Answer & Explanation
Ans. a

Exp. The correct word that fits the blank of both the sentences is ‘nonchalant’ which is an adjective and it means (of a person or manner) feeling or appearing casually calm and relaxed; not displaying anxiety, interest, or enthusiasm. However, all the other words fail to fill the blank precisely. Hence, option (a) is the most suitable choice.

Dialectic means the art of investigating or discussing the truth of opinions.

Vagrant means relating to or living the life of a vagrant.

Alluring means powerfully and mysteriously attractive or fascinating; seductive.

  1. [I] The last of three prisoners who __________________ from an open jail has been arrested.
[II] An individual turned up claiming to be a prisoner who had __________________but left before this could be clarified.

(a)concocted

(b) adducted

(c) accrued

(d) absconded

(e) none of these

Answer & Explanation
Ans. d

Exp. The correct word that fits the blank of both the sentences is ‘absconded’ which is a verb and it means proceeding in a gradual, subtle way, but with very harmful effects. However, all the other words fail to fill the blank precisely. Hence, option (d) is the most suitable choice.

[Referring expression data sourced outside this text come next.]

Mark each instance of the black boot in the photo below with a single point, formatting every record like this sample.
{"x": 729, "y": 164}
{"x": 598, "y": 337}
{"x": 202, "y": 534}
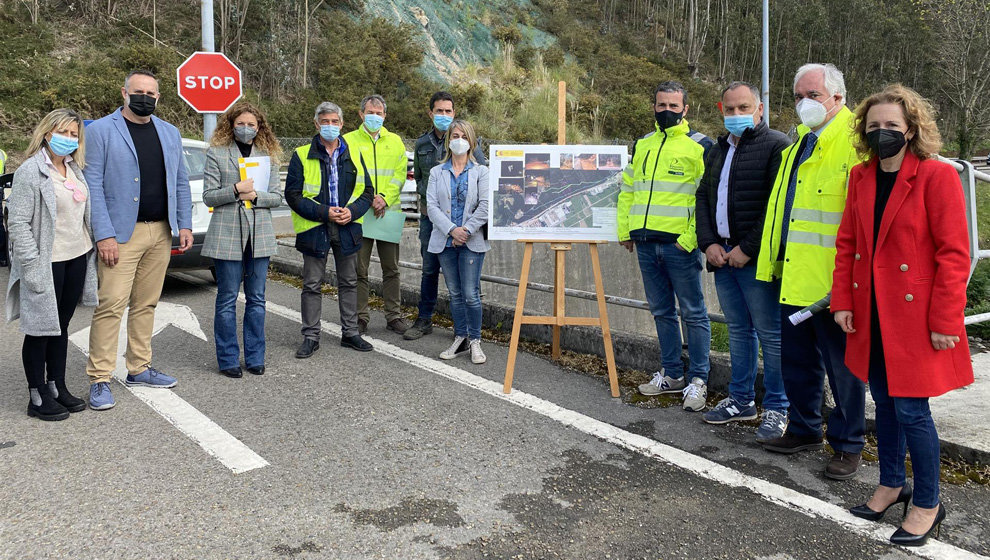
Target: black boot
{"x": 49, "y": 409}
{"x": 64, "y": 397}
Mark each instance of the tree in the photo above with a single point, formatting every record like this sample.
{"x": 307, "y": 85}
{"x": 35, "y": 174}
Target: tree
{"x": 963, "y": 61}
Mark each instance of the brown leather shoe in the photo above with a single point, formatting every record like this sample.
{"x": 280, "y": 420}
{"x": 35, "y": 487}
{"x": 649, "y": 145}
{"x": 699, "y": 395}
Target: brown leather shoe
{"x": 789, "y": 443}
{"x": 843, "y": 466}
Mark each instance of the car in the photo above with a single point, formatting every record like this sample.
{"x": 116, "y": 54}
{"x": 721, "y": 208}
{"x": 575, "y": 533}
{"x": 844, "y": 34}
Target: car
{"x": 194, "y": 154}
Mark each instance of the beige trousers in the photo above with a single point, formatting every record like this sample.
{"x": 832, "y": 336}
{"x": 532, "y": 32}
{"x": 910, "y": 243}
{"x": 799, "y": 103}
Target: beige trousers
{"x": 136, "y": 282}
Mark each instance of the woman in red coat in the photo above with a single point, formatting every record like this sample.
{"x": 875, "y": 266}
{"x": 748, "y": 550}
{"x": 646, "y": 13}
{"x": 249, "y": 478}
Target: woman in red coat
{"x": 899, "y": 291}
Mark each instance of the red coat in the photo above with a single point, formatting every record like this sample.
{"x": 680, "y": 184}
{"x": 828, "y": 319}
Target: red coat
{"x": 921, "y": 266}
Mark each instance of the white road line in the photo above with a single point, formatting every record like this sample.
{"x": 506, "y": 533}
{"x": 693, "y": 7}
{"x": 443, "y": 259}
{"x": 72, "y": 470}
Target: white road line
{"x": 700, "y": 466}
{"x": 216, "y": 441}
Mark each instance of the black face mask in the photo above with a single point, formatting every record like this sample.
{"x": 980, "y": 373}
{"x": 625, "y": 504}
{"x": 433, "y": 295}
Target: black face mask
{"x": 141, "y": 105}
{"x": 885, "y": 143}
{"x": 667, "y": 119}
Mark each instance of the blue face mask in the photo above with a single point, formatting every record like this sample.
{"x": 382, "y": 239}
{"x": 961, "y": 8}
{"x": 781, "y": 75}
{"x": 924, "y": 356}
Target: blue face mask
{"x": 62, "y": 145}
{"x": 373, "y": 122}
{"x": 738, "y": 124}
{"x": 329, "y": 132}
{"x": 442, "y": 122}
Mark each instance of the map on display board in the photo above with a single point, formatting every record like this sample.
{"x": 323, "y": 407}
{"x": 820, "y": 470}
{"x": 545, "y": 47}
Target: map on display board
{"x": 564, "y": 193}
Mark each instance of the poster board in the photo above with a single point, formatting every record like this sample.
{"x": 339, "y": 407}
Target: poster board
{"x": 563, "y": 193}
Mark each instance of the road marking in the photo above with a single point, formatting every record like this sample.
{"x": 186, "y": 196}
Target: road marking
{"x": 216, "y": 441}
{"x": 699, "y": 466}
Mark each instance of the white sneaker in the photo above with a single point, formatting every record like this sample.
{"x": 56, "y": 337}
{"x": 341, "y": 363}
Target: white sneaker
{"x": 477, "y": 356}
{"x": 661, "y": 384}
{"x": 460, "y": 346}
{"x": 695, "y": 395}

Concocted means make (a dish or meal) by combining various ingredients.

Adducted means (of a muscle) move (a limb or other part of the body) towards the midline of the body or towards another part.

Accrued means (of a benefit or sum of money) be received by someone in regular or increasing amounts over time

  1. [I] The __________________ nature of the EU is such that the majority of British citizens do not even recognize the threat.
[II] While Helen may seem like a nice woman, I believe she has an __________________ side to her.

(a) insidious

(b) conjugal

(c) nuptial

(d) certain

(e) none of these

Answer & Explanation
Ans. a

Exp. The correct word that fits the blank of both the sentences is ‘insidious’ which is an adjective and it means leave hurriedly and secretly, typically to escape from custody or avoid arrest. However, all the other words fail to fill the blank precisely. Hence, option (a) is the most suitable choice.

Conjugal means relating to marriage or the relationship between a married couple.

Nuptial means relating to marriage or weddings.

Certain means able to be firmly relied on to happen or be the case.

  1. [I] Voters don’t like political advertisements in which opponents __________________ one another.
[II] As a middle school teacher, I witness students verbally __________________ each other on a daily basis.

(a) slander

(b) disparage

(c) calumny

(d) libel

(e) none of these

Answer & Explanation
Ans. b

Exp. The correct word that fits the blank of both the sentences is ‘disparage’ which is a verb and it means regard or represent as being of little worth. However, all the other words fail fill to the blank precisely. Hence, option (b) is the most suitable choice.

Slander means the action or crime of making a false spoken statement damaging to a person’s reputation

Calumny means the making of false and defamatory statements about someone in order to damage their reputation; slander.

Libel means a published false statement that is damaging to a person’s reputation; a written defamation.

 

  1. [I] My daughter views the loss of cellphone privileges as a cruel __________________ against having bad grades.
[II] The stop signs on the corner is supposed to be a __________________ that discourages speeding.

(a) ebullient

(b) exhort

(c) deterrent

(d) extrinsic

(e) none of these

Answer & Explanation
Ans. c

Exp. The correct word that fits the blank of both the sentences is ‘deterrent’. It is used as a noun as well as a verb. It means a thing that discourages or is intended to discourage someone from doing something. However, all the other words fail to fill the blank precisely. Hence, option (c) is the most suitable choice.

Ebullient means cheerful and full of energy.

Exhort means strongly encourage or urge (someone) to do something.

Extrinsic means not part of the essential nature of someone or something; coming or operating from outside.